7

I am trying to extract text with all information from the pdf using pdfbox. I got all the information i want, except color. I tried different ways to get the fontcolor (including Getting Text Colour with PDFBox). But not working. And now I copied code from PageDrawer class of pdfBox. But then also the RGB value is not correct.

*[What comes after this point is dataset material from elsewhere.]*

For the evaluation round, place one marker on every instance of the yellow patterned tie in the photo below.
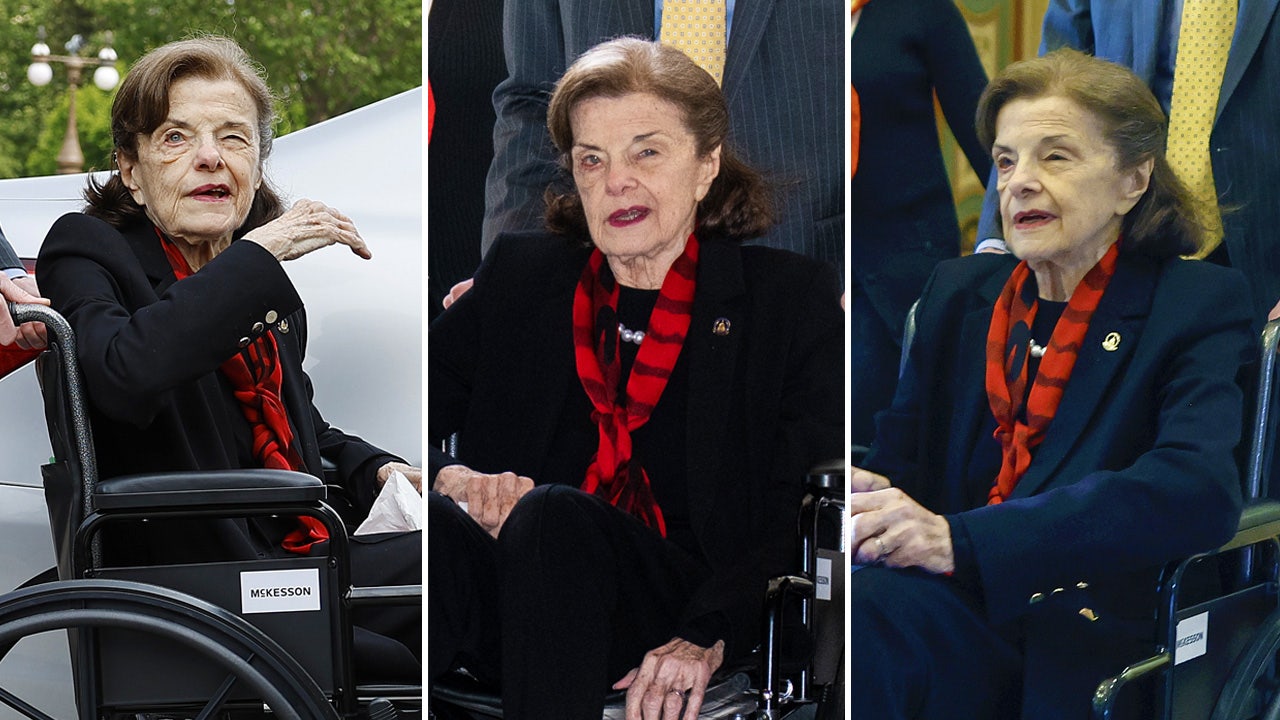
(1203, 42)
(696, 27)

protected void processTextPosition(TextPosition text) {

        Composite com;
        Color col;
        switch(this.getGraphicsState().getTextState().getRenderingMode()) {
        case PDTextState.RENDERING_MODE_FILL_TEXT:
            com = this.getGraphicsState().getNonStrokeJavaComposite();
            int r =       this.getGraphicsState().getNonStrokingColor().getJavaColor().getRed();
            int g = this.getGraphicsState().getNonStrokingColor().getJavaColor().getGreen();
            int b = this.getGraphicsState().getNonStrokingColor().getJavaColor().getBlue();
            int rgb = this.getGraphicsState().getNonStrokingColor().getJavaColor().getRGB();
            float []cosp = this.getGraphicsState().getNonStrokingColor().getColorSpaceValue();
            PDColorSpace pd = this.getGraphicsState().getNonStrokingColor().getColorSpace();
            break;
        case PDTextState.RENDERING_MODE_STROKE_TEXT:
            System.out.println(this.getGraphicsState().getStrokeJavaComposite().toString());
            System.out.println(this.getGraphicsState().getStrokingColor().getJavaColor().getRGB());
           break;
        case PDTextState.RENDERING_MODE_NEITHER_FILL_NOR_STROKE_TEXT:
            //basic support for text rendering mode "invisible"
            Color nsc = this.getGraphicsState().getStrokingColor().getJavaColor();
            float[] components = {Color.black.getRed(),Color.black.getGreen(),Color.black.getBlue()};
            Color  c1 = new Color(nsc.getColorSpace(),components,0f);
            System.out.println(this.getGraphicsState().getStrokeJavaComposite().toString());
            break;
        default:
            System.out.println(this.getGraphicsState().getNonStrokeJavaComposite().toString());
            System.out.println(this.getGraphicsState().getNonStrokingColor().getJavaColor().getRGB());
    }

I am using the above code. The values getting are r = 0, g = 0, b = 0, inside cosp object value is [0.0], inside pd object array = null and colorSpace = null. and RGB value is always -16777216. Please help me. Thanks in advance.

2
  • 1
    I see you are getting black, what color are you expecting ? Commented Dec 24, 2012 at 12:29
  • Something other than black... he is expecting colors which correspond with the text color. After trying this solution, I only got black as well. Commented Apr 7, 2021 at 20:37

5 Answers 5

5
+150

I tried the code in the link you posted and it worked for me. The colors I get back are 148.92, 179.01001 and 214.965. I wish I could give you my PDF to work with, maybe if I store it externally to SO? My PDF used a sort of palish blue color and that seems to match. It was just one page of text created in Word 2010 and exported, nothing too intense.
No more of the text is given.